I was implementing the little part of speech tagger from the tutorial and I was wondering how I could transform this class into a Bi-Directional LSTM.
I am completely new to pytorch, I don’t know if there is an easy way to do so.
Thanks a lot!
I was implementing the little part of speech tagger from the tutorial and I was wondering how I could transform this class into a Bi-Directional LSTM.
I am completely new to pytorch, I don’t know if there is an easy way to do so.
Thanks a lot!
PyTorch RNN classes have a bidirectional
keyword flag. So this is quite easy. You should simply change to
class LSTMTagger(nn.Module):
def __init__(self, embedding_dim, hidden_dim, vocab_size, tagset_size):
super(LSTMTagger, self).__init__()
self.hidden_dim = hidden_dim
self.word_embeddings = nn.Embedding(vocab_size, embedding_dim)
# The LSTM takes word embeddings as inputs, and outputs hidden states
# with dimensionality hidden_dim.
self.lstm = nn.LSTM(embedding_dim, hidden_dim, bidirectional=True) # <- change here
# The linear layer that maps from hidden state space to tag space
self.hidden2tag = nn.Linear(hidden_dim * 2, tagset_size)
self.hidden = self.init_hidden()
def init_hidden(self):
# Before we've done anything, we dont have any hidden state.
# Refer to the Pytorch documentation to see exactly
# why they have this dimensionality.
# The axes semantics are (num_layers * num_directions, minibatch_size, hidden_dim)
return (autograd.Variable(torch.zeros(2, 1, self.hidden_dim)),
autograd.Variable(torch.zeros(2, 1, self.hidden_dim))) # <- change here: first dim of hidden needs to be doubled
def forward(self, sentence):
embeds = self.word_embeddings(sentence)
lstm_out, self.hidden = self.lstm(
embeds.view(len(sentence), 1, -1), self.hidden)
tag_space = self.hidden2tag(lstm_out.view(len(sentence), -1))
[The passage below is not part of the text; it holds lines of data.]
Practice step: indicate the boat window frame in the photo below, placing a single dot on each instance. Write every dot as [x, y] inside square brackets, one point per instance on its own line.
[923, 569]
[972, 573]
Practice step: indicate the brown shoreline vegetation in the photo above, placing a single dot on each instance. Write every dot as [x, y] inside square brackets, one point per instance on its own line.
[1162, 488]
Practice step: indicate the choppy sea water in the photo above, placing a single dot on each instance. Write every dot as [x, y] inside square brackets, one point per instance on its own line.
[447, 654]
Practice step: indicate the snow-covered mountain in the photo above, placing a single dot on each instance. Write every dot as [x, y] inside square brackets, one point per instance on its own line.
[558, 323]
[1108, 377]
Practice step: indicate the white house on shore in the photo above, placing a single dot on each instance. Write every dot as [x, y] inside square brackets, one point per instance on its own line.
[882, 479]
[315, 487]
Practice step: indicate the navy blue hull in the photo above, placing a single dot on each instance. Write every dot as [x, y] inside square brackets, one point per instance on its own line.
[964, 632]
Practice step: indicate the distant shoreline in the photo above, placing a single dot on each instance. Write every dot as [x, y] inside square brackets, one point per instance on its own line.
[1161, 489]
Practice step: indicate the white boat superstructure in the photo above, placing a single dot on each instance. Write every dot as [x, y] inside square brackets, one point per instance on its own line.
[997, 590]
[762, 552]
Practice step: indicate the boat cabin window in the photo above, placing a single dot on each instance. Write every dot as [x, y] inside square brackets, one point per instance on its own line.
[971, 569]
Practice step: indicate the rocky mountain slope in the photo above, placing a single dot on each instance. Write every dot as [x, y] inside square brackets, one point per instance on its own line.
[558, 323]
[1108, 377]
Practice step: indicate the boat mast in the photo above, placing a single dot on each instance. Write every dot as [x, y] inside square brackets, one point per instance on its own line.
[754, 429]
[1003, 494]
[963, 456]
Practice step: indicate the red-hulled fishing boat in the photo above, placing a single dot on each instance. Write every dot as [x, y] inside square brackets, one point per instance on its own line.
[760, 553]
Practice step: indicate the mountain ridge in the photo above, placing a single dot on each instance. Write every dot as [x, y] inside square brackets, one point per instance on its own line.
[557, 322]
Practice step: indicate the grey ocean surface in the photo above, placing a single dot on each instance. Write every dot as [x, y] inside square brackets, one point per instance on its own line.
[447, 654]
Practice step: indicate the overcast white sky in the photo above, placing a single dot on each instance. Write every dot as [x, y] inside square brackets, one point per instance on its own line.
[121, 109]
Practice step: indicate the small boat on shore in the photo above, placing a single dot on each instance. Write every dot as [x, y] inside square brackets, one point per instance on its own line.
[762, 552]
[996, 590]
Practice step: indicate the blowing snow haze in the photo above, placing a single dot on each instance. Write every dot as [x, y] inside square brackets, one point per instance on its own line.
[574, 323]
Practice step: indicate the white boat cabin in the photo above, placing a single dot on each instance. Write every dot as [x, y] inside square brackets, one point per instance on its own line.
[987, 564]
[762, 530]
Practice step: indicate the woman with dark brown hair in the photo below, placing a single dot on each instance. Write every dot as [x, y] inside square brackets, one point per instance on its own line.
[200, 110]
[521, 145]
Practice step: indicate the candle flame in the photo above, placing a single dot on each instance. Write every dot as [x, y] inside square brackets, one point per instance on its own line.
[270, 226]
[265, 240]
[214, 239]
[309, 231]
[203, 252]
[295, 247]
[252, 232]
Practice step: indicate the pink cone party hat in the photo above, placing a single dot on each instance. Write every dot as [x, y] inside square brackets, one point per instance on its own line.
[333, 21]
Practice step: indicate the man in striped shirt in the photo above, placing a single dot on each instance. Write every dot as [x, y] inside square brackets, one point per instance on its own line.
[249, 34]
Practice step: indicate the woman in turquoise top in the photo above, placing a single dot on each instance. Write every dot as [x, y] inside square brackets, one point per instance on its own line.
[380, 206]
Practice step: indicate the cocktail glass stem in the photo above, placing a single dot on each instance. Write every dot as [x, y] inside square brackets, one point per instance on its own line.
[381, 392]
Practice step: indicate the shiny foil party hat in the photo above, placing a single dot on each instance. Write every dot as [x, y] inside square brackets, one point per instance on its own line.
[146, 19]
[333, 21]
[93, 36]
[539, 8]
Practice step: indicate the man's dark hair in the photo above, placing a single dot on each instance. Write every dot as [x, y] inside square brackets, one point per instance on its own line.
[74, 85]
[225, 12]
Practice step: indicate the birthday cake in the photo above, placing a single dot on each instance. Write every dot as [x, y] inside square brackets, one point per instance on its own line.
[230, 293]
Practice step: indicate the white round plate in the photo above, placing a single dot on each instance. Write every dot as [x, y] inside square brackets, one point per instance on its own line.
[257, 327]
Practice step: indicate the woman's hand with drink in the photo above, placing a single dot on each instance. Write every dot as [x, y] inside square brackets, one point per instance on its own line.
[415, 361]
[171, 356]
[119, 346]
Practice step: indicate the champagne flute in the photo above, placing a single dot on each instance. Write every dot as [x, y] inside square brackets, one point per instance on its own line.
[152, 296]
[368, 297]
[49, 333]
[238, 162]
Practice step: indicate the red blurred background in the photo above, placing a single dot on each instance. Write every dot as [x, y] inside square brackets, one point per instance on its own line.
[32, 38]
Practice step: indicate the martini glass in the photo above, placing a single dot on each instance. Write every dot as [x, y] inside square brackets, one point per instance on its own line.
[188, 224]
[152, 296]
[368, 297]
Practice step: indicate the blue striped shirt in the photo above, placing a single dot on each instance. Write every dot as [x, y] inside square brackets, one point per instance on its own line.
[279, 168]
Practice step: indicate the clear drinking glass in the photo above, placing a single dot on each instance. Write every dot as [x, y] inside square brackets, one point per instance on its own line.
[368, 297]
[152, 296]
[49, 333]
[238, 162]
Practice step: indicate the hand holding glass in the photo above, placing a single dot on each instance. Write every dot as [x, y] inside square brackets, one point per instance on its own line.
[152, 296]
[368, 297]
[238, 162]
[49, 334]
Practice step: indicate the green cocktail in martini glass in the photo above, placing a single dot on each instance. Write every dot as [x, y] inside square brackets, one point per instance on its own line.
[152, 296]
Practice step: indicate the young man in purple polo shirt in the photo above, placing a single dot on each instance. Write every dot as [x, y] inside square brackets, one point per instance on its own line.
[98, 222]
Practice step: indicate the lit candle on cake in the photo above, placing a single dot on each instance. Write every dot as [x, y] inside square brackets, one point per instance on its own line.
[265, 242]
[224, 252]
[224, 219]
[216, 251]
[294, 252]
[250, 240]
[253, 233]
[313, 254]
tag_scores = F.log_softmax(tag_space, dim=1)
return tag_scores
The two lines I changed are marked by # <- change here
edit: changed another line I missed. see below for details.
Hello Simon,
Thanks a lot, this is way simpler than I thought, but I get the following error when I run the small example after changing the lines you indicated:
RuntimeError: size mismatch, m1: [5 x 12], m2: [6 x 3]
Any idea why?
Oh right. I forgot that the outputs also have both directions. Then your self.hidden2tag = nn.Linear(hidden_dim, tagset_size)
should become self.hidden2tag = nn.Linear(hidden_dim * 2, tagset_size)
. Hope that this works!
Working like a charm, thank you so much!